Le ton a été donné par la Russie qui a vigoureusement dénoncé que les contributions de sa mission à l'ONU n’aient pas été prises en compte.
"Les consultations sur le projet n'ont pas tenu compte de nos commentaires raisonnables et de nos solutions de compromis recommandées. Un certain nombre de propositions constructives d'autres membres du Conseil de sécurité sont également restées lettre morte", a regretté Dmitri Polyanskiy, l’ambassadeur adjoint russe à l’ONU.
Critiquant le travail mené par le porte plume, en l’occurrence les Etats Unis, sur ce dossier, le diplomate russe a rejeté les tentatives visant à estomper les paramètres du règlement de ce conflit vieux de plus quatre décennies.
Polyanskiy a déploré les nouveaux éléments de langage introduits ces dernières années dans les résolutions prorogeant le mandat de la Minurso, citant en cela les références dans ces textes à la nécessité de s’en tenir à une "approche réaliste" ou à "des compromis".
Les termes utilisés de "démarches réalistes" et de "compromis prolongent l’ambiguïté" et sapent les travaux du Conseil de sécurité, nuisant ainsi aux perspectives d’un dialogue direct entre les deux parties au conflit, le Front Polisario et le Maroc, a expliqué la délégation russe.
Pour Moscou, le texte adopté ne contribuera pas aux efforts de l’Envoyé personnel pour relancer ces négociations directes.
Un texte déséquilibré
Tout en ayant voté en faveur du texte, le Vietnam, le Mexique et la Chine ont exprimé des préoccupations proches, regrettant que le texte n’ait pas été "plus équilibré" et ne reflète pas mieux la situation sur le terrain.
Le Vietnam a rappelé sa position de principe d'un appui au règlement des conflits par des pourparlers de paix entre les parties au conflit.
La Chine a en outre demandé pour l’avenir "davantage de consultations" sur la prorogation du mandat. Le Mexique a lui aussi dénoncé "le manque d’ouverture au cours de la négociation pour incorporer des propositions importantes dans la résolution qui ont été soutenues par plusieurs délégations".
Il a cité les demandes visant à obtenir des informations plus fréquentes, "compte tenu de la détérioration significative de la situation, tant par rapport à la rupture du cessez-le-feu qu’à l’aggravation de la situation des droits humains".

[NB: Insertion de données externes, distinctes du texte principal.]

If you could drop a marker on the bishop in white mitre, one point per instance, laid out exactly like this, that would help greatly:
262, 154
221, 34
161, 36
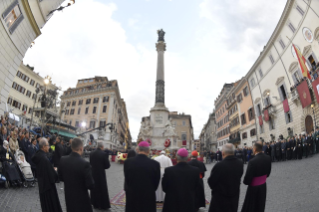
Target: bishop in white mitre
164, 162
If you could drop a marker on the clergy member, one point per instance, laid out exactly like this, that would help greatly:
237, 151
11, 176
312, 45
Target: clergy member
180, 183
99, 161
258, 170
47, 177
76, 174
142, 176
225, 180
164, 162
200, 193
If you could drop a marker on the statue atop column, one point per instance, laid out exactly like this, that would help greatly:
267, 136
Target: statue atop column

Le représentant du Kenya à l’ONU, quant à lui, a plaidé pour une meilleure prise en compte des positions de l’Union africaine et a mis en avant, à ce titre, l’appel lancé le 9 mars par le Conseil de paix et de sécurité de l’UA.

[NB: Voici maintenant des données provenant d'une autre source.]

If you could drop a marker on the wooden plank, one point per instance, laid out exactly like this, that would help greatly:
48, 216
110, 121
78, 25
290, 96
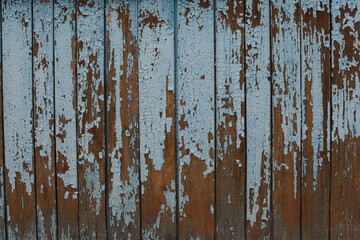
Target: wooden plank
91, 114
44, 132
196, 119
258, 120
345, 132
18, 118
122, 120
285, 34
230, 120
157, 128
315, 80
65, 118
3, 224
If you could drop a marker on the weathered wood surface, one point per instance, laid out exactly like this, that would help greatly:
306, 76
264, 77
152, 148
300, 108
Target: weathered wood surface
258, 120
157, 119
345, 131
230, 120
122, 125
184, 119
65, 58
315, 120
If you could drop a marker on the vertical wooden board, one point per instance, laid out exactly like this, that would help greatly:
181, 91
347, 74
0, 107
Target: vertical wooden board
91, 114
315, 80
195, 119
18, 124
44, 140
285, 34
230, 120
157, 128
65, 118
122, 120
2, 158
258, 120
345, 132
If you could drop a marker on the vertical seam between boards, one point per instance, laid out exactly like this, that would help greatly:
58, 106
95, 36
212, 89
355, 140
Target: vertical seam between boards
301, 122
245, 121
138, 117
215, 118
77, 115
105, 126
33, 115
3, 123
331, 117
271, 124
175, 11
54, 116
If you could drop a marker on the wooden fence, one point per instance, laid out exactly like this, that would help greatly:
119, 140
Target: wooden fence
197, 119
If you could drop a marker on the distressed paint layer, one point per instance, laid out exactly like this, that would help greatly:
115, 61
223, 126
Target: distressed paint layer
44, 139
18, 114
195, 118
345, 132
258, 120
285, 33
157, 128
91, 114
230, 117
3, 204
65, 118
315, 80
122, 117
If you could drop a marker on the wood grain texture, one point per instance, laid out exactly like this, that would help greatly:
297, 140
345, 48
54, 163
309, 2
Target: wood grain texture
18, 119
3, 213
286, 138
3, 224
91, 114
195, 122
157, 119
44, 139
65, 118
315, 81
122, 120
230, 120
258, 120
345, 155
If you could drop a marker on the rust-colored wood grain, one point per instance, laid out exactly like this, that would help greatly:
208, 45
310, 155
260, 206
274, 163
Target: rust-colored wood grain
3, 226
65, 118
157, 119
230, 120
18, 119
258, 120
286, 129
44, 139
315, 80
122, 120
90, 117
195, 118
345, 138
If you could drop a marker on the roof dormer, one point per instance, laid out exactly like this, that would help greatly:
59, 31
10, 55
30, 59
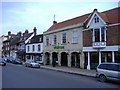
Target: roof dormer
95, 20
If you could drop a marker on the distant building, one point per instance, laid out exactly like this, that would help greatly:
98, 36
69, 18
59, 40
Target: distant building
84, 41
6, 44
63, 43
34, 48
2, 38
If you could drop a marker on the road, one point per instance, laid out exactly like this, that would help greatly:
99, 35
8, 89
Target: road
19, 76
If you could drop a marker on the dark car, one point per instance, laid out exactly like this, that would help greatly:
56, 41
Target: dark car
2, 62
17, 61
10, 59
108, 71
31, 63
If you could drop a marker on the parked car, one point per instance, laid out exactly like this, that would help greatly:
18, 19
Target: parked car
30, 63
17, 61
108, 71
10, 59
2, 62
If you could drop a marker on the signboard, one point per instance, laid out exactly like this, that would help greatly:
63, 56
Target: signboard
58, 47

Si le succès de l’Envoyé personnel dépendra du soutien que lui accordera le Conseil de sécurité, M. de Mistura devra aussi œuvrer avec l’UA, a ajouté le représentant, qui s’est prononcé pour un libellé mettant davantage l’accent sur le droit à l’autodétermination du peuple du Sahara Occidental et sur le respect des droits de l’Homme, en revenant au libellé initial des résolutions relatives au Sahara occidental mentionnant ce droit à l’autodétermination et l’organisation d’un référendum.
"Pays qui a acquis son indépendance après avoir été colonisé", le Kenya apporte son appui à l’autodétermination des peuples, a-t-il souligné.

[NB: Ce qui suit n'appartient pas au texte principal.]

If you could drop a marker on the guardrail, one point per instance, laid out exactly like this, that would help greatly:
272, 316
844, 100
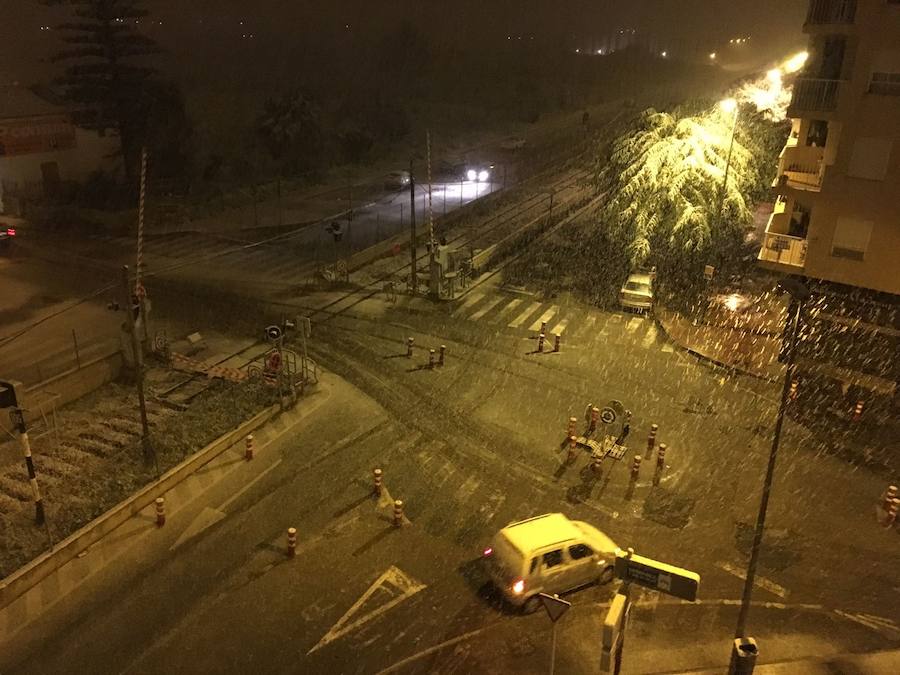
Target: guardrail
26, 577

Face à l’absence d'unanimité du Conseil sur son texte, la délégation américaine s’est contentée de convier ses membres à discuter des moyens de soutenir Staffan de Mistura.
Le Polisario va reconsidérer sa participation au processus onusien
Contacté vendredi par l’APS, le chef de la diplomatie sahraouie, Mohamed Salem Ould Salek, a déclaré que le Conseil de sécurité, par son approbation vendredi de la résolution "a compris qu'il n'y a plus de cessez-le-feu".
"Il est arrivé au même constat de l'UA avant lui, en concluant que la guerre entre les deux parties a repris après l'agression du 13 novembre 2020 (à El-Guerguarat). C'est ce que le secrétaire général Antonio Guterres a confirmé dans son rapport au Conseil" sur la situation au Sahara occidental, a précisé Ould Salek.
"L'option de la paix n'est possible que sur la base du respect de la légalité internationale qui ne reconnaît pas la souveraineté du Maroc sur le Sahara occidental", a-t-il ajouté dans la même déclaration.
Réagissant à cette nouvelle résolution, le Front Polisario a dénoncé dans un communiqué "l'inaction et le silence du Conseil de sécurité", en particulier de certains de ses membres influents, en allusion à la France et aux Etats-Unis.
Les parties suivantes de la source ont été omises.